Celentano, Pavarotti e il Tartufo

Ci fu un viaggio della consegna del Tartufo dell’anno molto particolare. Era il 1990. e l’ ente fiera di Alba decise di dare il riconoscimento al grande tenore Luciano Pavarotti, il quale, impossibilitato ad andare in città a ritirare il premio a causa degli importanti impegni in programma, si disse disponibile a ricevere a casa sua per il conferimento.

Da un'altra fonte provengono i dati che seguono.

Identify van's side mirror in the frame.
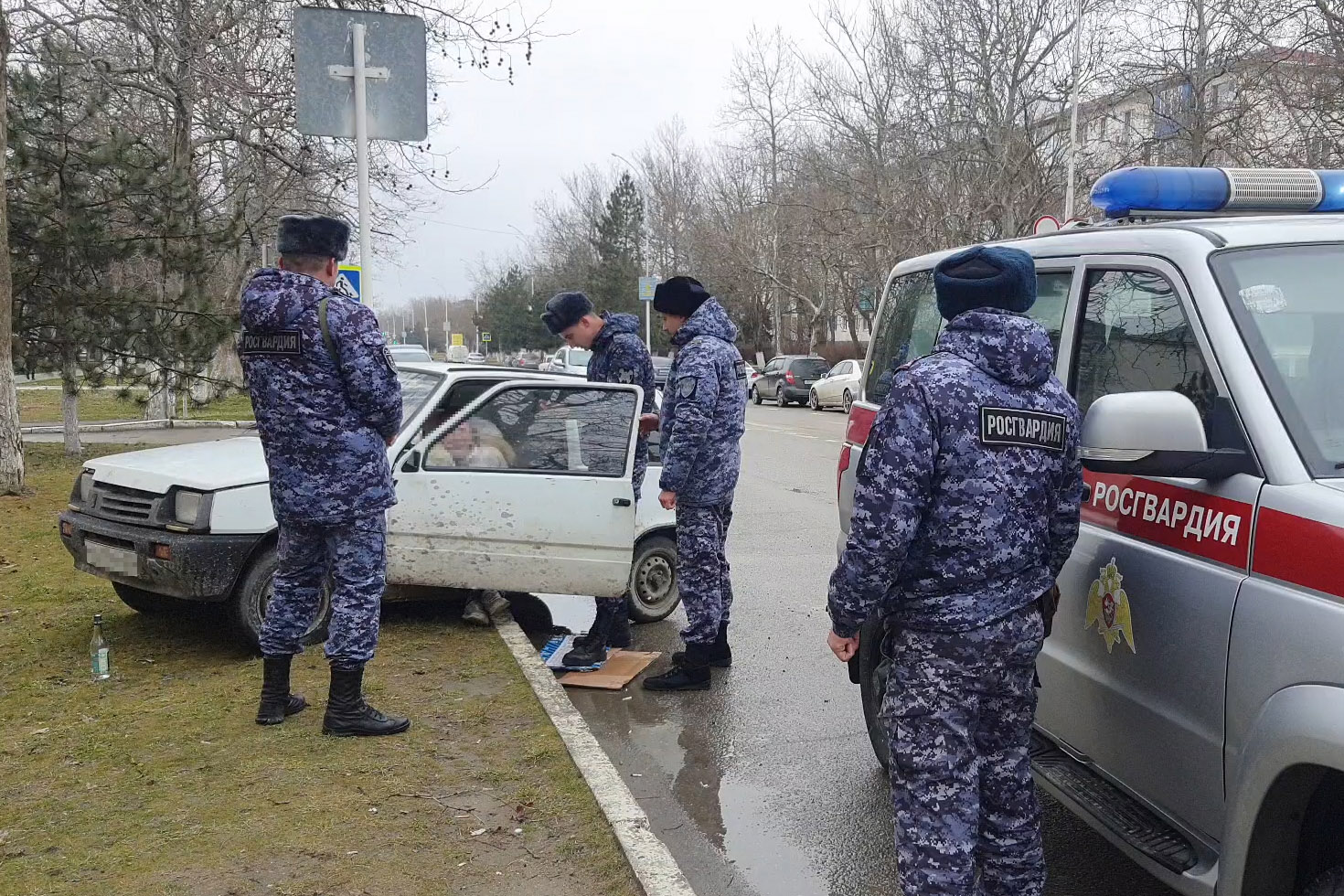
[1082,392,1255,480]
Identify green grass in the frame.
[0,446,638,896]
[19,389,252,424]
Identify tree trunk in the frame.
[60,357,83,457]
[0,8,23,495]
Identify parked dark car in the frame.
[752,355,830,407]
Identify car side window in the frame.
[864,270,942,404]
[425,386,635,477]
[1072,270,1218,430]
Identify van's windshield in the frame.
[1213,243,1344,477]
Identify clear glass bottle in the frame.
[89,613,112,681]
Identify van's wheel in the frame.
[229,546,332,647]
[858,616,891,768]
[630,535,681,622]
[112,581,197,615]
[1297,865,1344,896]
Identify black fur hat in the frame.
[275,215,349,261]
[653,277,709,317]
[541,293,592,336]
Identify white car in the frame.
[807,361,863,414]
[60,363,680,644]
[546,347,592,376]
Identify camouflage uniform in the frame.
[587,315,657,646]
[658,298,746,645]
[829,310,1082,896]
[240,269,402,669]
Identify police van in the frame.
[837,168,1344,896]
[59,363,680,645]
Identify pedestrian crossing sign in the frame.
[336,264,361,303]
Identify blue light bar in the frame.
[1092,166,1344,218]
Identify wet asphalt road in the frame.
[554,404,1173,896]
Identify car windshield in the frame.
[1213,244,1344,477]
[789,357,830,380]
[397,371,443,421]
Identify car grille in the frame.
[92,485,160,523]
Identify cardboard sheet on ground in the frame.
[560,650,663,690]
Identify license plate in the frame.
[85,540,140,575]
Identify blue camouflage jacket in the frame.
[658,298,747,507]
[589,315,657,501]
[829,309,1083,636]
[240,269,402,523]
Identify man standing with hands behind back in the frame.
[240,215,411,736]
[644,277,747,690]
[828,246,1083,896]
[541,293,655,667]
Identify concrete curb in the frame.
[19,421,257,435]
[495,619,695,896]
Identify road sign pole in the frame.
[349,22,373,310]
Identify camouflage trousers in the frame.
[881,603,1046,896]
[261,513,387,669]
[676,501,732,644]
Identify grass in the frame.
[0,446,638,896]
[19,389,252,424]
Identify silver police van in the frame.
[837,168,1344,896]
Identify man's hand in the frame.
[827,632,859,662]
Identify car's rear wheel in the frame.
[858,616,891,768]
[112,581,197,615]
[229,546,332,647]
[630,535,681,622]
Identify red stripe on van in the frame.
[1252,507,1344,598]
[1082,470,1254,570]
[844,404,878,444]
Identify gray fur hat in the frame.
[275,215,349,261]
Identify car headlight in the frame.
[174,489,206,525]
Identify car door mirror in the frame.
[1082,391,1254,480]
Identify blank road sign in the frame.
[294,6,429,141]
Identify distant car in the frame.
[752,355,830,407]
[807,361,863,414]
[543,347,592,376]
[653,355,672,389]
[387,346,434,366]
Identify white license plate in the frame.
[85,540,140,575]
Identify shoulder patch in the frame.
[238,329,304,357]
[980,407,1069,454]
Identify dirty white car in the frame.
[60,363,680,642]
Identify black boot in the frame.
[672,622,732,669]
[644,644,712,690]
[257,653,308,725]
[323,667,411,738]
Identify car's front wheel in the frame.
[112,581,195,615]
[229,546,332,647]
[630,535,681,622]
[858,616,891,768]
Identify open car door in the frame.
[387,380,643,598]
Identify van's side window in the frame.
[864,270,1074,404]
[1074,270,1218,426]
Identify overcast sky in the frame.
[374,0,818,306]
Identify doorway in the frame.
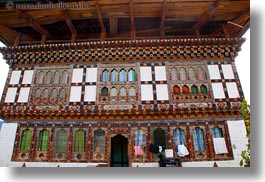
[110,135,129,167]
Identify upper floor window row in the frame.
[36,70,69,84]
[101,68,136,83]
[171,67,206,81]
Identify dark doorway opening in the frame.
[110,135,129,167]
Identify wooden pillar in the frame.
[47,124,56,162]
[30,124,38,161]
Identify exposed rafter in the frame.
[64,11,77,43]
[0,24,34,46]
[129,0,136,39]
[192,0,222,30]
[96,1,106,40]
[16,9,49,44]
[160,0,167,37]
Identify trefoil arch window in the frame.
[55,129,68,152]
[74,129,86,152]
[102,70,109,83]
[37,129,49,151]
[20,129,32,151]
[129,69,136,82]
[119,69,126,82]
[173,128,186,149]
[94,129,105,153]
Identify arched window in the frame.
[193,127,206,150]
[37,71,44,84]
[62,70,68,83]
[101,87,109,97]
[180,68,187,81]
[34,89,41,99]
[171,68,178,80]
[59,88,65,99]
[129,87,136,97]
[74,129,86,152]
[55,129,68,152]
[120,69,126,82]
[198,67,205,80]
[134,129,146,146]
[51,88,57,99]
[182,85,190,94]
[53,71,60,84]
[110,87,118,99]
[45,71,52,84]
[173,85,180,95]
[200,85,208,95]
[189,68,196,80]
[110,69,118,82]
[102,70,109,83]
[19,129,32,151]
[129,69,136,82]
[191,85,199,95]
[212,127,224,138]
[154,128,166,148]
[94,130,105,153]
[37,129,49,151]
[173,128,186,149]
[42,88,49,99]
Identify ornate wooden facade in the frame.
[0,1,249,166]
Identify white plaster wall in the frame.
[0,123,17,167]
[84,85,97,102]
[156,84,168,100]
[22,70,34,84]
[225,82,240,98]
[222,64,235,79]
[72,68,83,83]
[17,87,30,102]
[182,120,247,167]
[141,84,153,100]
[86,68,98,82]
[70,86,82,102]
[9,71,21,84]
[5,87,17,103]
[155,66,167,81]
[208,65,221,80]
[212,83,225,99]
[140,66,152,81]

L’invito fu accolto immediatamente.

Partirono un mattino in direzione Modena; a capo della delegazione c’erano Enzo Demaria e Mimmo Bonardi, allora rispettivamente sindaco e presidente della Fiera del tartufo.

Dopo un breve tragitto decisero di fermarsi all’Autogrill per un caffè e, sorpresa, al banco incontrarono Adriano Celentano. Il sindaco si presentò e gli raccontò della loro destinazione e della consegna del tartufo a Pavarotti. Celentano sì raccomandò di

«salutare il Maestro e la bellissima città di Alba», dove ricordava di aver cantato nei primi anni Sessanta, agli inizi della sua carriera, di aver soggiornato all’hotel Savona e mangiato una magnifica fonduta al tartufo.

 

Ripresero il viaggio contenti. «A volte può succedere – disse il sindaco Demaria – che si va a Modena da Pavarotti e si incontra Celentano.

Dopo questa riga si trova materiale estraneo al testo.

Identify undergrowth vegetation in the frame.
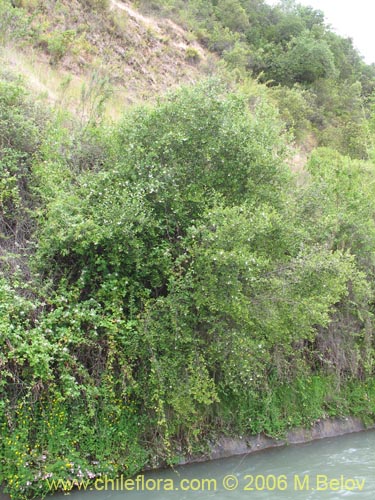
[0,0,375,500]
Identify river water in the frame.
[52,430,375,500]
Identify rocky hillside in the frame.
[0,0,215,115]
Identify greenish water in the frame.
[48,431,375,500]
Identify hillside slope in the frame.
[1,0,215,115]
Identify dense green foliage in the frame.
[0,0,375,500]
[140,0,375,159]
[0,78,375,498]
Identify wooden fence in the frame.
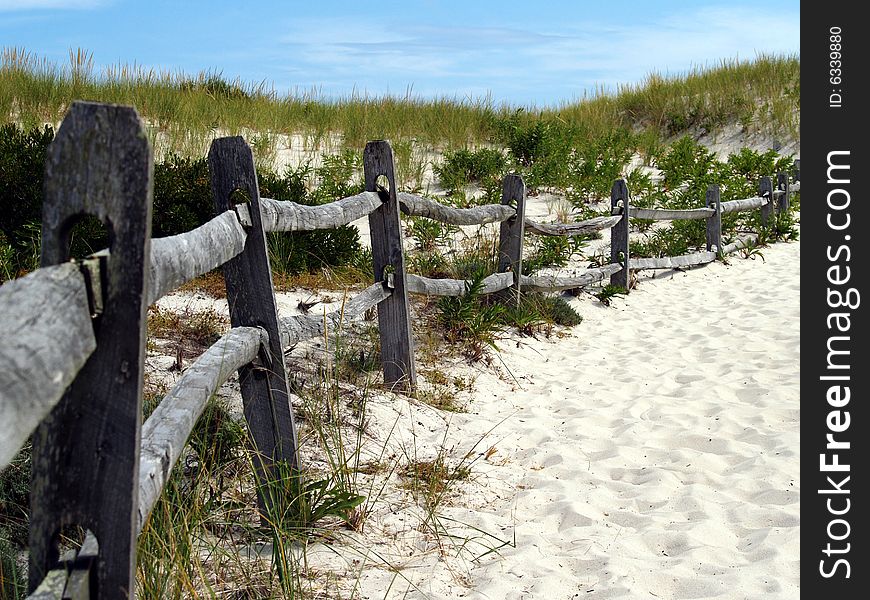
[0,102,799,598]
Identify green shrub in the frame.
[523,236,588,275]
[438,270,505,359]
[435,148,507,197]
[258,161,362,275]
[0,527,27,600]
[0,442,31,548]
[0,124,54,278]
[151,154,215,238]
[565,129,634,206]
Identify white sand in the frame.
[146,139,800,600]
[316,237,800,599]
[148,221,800,600]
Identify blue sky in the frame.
[0,0,800,106]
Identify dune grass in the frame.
[0,48,800,155]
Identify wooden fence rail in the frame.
[0,102,800,598]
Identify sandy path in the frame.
[350,243,800,599]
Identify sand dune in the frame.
[336,237,800,599]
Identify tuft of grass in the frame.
[595,283,628,306]
[438,270,505,360]
[400,452,471,510]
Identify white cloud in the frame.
[269,5,800,103]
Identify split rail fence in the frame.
[0,102,800,598]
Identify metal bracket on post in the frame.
[498,174,526,304]
[776,173,790,214]
[610,179,631,290]
[758,175,776,227]
[363,140,417,393]
[707,183,722,254]
[208,136,298,523]
[29,102,153,598]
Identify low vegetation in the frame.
[0,49,800,598]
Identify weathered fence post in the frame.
[776,173,789,214]
[610,179,631,290]
[498,174,526,303]
[208,136,297,521]
[363,140,417,392]
[29,102,153,598]
[707,183,722,253]
[758,175,776,227]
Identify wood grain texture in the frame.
[237,192,381,231]
[497,174,526,305]
[148,210,246,305]
[707,183,722,252]
[526,215,622,236]
[631,252,716,271]
[0,263,97,468]
[280,283,392,346]
[136,327,269,534]
[722,233,758,254]
[721,196,768,215]
[405,273,514,296]
[363,140,417,392]
[774,173,791,213]
[208,136,298,502]
[610,179,631,290]
[29,102,152,598]
[758,175,773,227]
[620,207,713,221]
[523,264,622,292]
[27,569,68,600]
[397,192,517,225]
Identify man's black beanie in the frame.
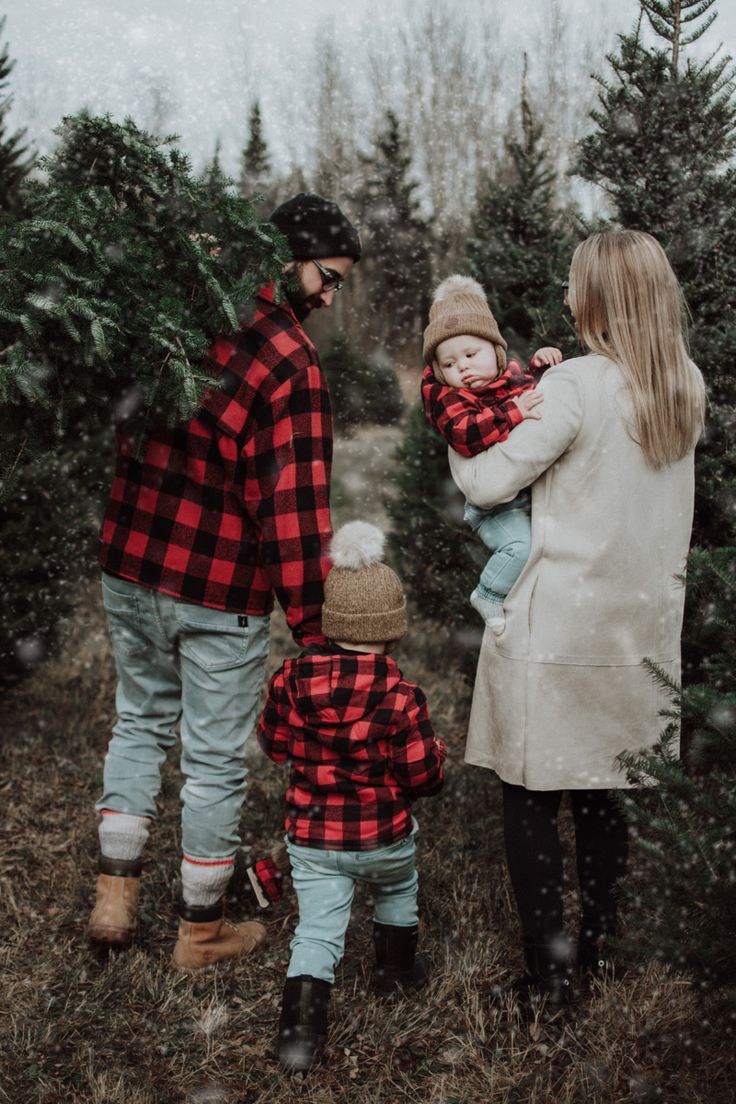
[270,192,361,261]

Se avessimo avuto un tartufo in più sarebbe stato il primo consegnato in Autogrill». E scoppiarono tutti a ridere. Arrivarono a Modena davanti alla grande villa nel primo pomeriggio. Dopo essersi presentati fu loro indicato la strada verso le scuderie dove avrebbero trovato il Maestro, avvertito del loro arrivo. Si incamminarono lungo il viale, lo trovarono intento a giocare a carte, uno degli svaghi che amava di più dopo l’equitazione: al suo tavolo c’erano i famosi «amici della briscola», ovvero la sua famiglia popolare. Un gruppo che lo accompagnava in tutte le sue tournée nel mondo, più di settanta. Si dice che giocassero a briscola anche tra un atto e l’altro dei suoi spettacoli, che dietro il sipario ci fosse un tavolino che era vietato rimuovere: il gioco con gli amici lo tranquillizzava e gli dava sicurezza.

Quando li vide entrare nel grande salone lasciò le carte sul tavolo, si alzò e ,allargando le braccia, li salutò con un caloroso «ciao Alba». Non si risparmiò in ospitalità: passarono mezz’ora con lui e i suoi amici, il tempo di consegnare il tartufo, due battute e qualche fotografia

Era un intenditore di gastronomia, amava la Langa e il tartufo. Spiegò come lo avrebbe mangiato e con quali piatti, poi si rivolse agli «amici della briscola» facendo intendere che lo avrebbe condiviso con loro.